All That Lives Must Die - Eric Nylund [309]
Had she come here to chew him out again for claiming the Infernal land and saving Jezebel? Was she going to play the “older” sister and give him advice and order him around?
Or was it something else?
There was a look on her face: one you might give some mentally ill person walking repeatedly into a corner, or the piteous glance you might give a homeless person huddled in a cardboard box.
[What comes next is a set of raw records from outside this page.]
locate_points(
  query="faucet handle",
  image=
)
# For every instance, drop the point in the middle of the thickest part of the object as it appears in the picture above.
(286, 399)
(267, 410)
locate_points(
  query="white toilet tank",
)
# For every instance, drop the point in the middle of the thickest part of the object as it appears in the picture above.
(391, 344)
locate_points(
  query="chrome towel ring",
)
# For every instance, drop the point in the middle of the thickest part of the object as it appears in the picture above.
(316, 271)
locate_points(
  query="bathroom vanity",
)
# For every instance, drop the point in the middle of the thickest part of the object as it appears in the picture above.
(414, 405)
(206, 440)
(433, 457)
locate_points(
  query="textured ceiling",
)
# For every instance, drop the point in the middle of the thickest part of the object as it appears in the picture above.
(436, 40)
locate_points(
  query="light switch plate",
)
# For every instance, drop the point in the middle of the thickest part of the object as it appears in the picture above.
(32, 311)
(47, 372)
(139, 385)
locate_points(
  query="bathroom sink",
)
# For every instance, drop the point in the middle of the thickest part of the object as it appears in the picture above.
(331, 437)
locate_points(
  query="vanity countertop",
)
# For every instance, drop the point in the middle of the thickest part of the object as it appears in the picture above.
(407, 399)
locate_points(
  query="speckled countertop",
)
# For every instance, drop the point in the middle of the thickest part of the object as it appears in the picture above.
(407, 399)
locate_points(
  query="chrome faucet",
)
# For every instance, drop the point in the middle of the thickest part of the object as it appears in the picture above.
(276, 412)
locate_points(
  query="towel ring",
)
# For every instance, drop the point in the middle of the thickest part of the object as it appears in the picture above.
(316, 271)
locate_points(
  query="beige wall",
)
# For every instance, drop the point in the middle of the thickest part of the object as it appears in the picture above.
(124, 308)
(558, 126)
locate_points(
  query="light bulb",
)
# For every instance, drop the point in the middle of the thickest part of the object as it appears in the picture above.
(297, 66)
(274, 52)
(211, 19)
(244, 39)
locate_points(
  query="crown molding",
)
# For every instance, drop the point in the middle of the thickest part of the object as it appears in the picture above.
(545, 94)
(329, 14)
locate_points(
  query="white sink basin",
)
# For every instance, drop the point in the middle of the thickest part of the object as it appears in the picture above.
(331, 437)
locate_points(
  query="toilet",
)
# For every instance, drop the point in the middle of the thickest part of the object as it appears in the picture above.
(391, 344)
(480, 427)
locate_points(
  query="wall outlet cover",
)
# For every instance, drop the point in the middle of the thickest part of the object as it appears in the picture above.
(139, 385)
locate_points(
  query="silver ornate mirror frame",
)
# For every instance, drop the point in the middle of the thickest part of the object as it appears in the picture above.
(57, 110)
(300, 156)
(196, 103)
Which, in Eliot’s near future, might not be too far from the truth.
She asked, “What do you think you’re doing, Rheinardia ocellata?”74
Eliot ran fingers through his unruly hair. He hadn’t had time to get it cut all year and it was one long mess.
He had more important things, though, to occupy his thoughts than his hair or devising a return shot in for vocabulary insult like fescennine absquatulative physagogue.
“I’m packing,” he told her.
“I can see that.” Fiona set her hands on her hips. “Look, forget whatever you’re doing. We need to talk about what Sobek said: that parting of the ways thing. It has to be a metaphor.”
“No,” Eliot replied. “It means that you and I are going in different directions.”
“I know that,” she said. “Like your music and my combat training.” She shook her head, dismissing any other notion. “You need to get dressed, because we’re scheduled to see the League Council this evening. They’re going to help us figure it out.”
The skin at the base of Eliot’s spine crawled. The thought of him standing in front of all the Elder Immortals, explaining that he was an Infernal, was the last place in the world he wanted to be.
“I don’t think so,” he said. “I’ve already got my part figured out.”
It hurt him to say those words because he knew he couldn’t take them back, that what he was doing now would be irrevocable.
Fiona scrutinized him, and then moved over to his bed, cataloging all the equipment. “You’re going back, aren’t you?” Her voice dripped with contempt. “To Hell—and those Burning Orchards?”
Eliot kept his voice level. “I have to.”
“I bet you do,” Fiona said with a sneer. “You and Jezebel together all summer long? I’m going to get sick just thinking about it.”
“You’ve got it wrong. I’m going, but Jezebel is staying at the Paxington dormitory. She has to make up the classes she missed or she won’t be coming back next year.”
Fiona stared at him, her mouth open, not understanding.
Eliot wasn’t sure he could explain it—but he tried. “She and I talked about it. She wants to learn more . . . and I’m not going to hold her back.”
Eliot tactfully skipped the part of the phone conversation he’d just had with Jezebel twenty minutes ago where she had spelled it out for him: she was basically his slave—bonded to land he now owned, and that Eliot could’ve ordered her to come back with him . . . and be with him.
That had kind of soured the entire heroic fantasy he had had about him and her. After all he’d been through to save her—he didn’t even know if she really liked him . . . for him.
Someone like Jeremy would have been okay with that, but Eliot needed someone by this side (raw animal sexual attraction, notwithstanding) because they wanted to be there—not because they were forced there by some magical bond.
Eliot would figure what to do with his sort-of girlfriend, but later, after he solved a much bigger problem.
“So, why are you going back?” Fiona asked. “Are you going to give that land to Dad?”
“You don’t understand,” Eliot told her, exasperation creeping into his voice. “I can’t give it up.” He forced what he’d been feeling since he’d taken possession of his domain in Hell into words: “That land is bound to me. It’s part of me. If someone takes it, they take me . . . my soul, too.”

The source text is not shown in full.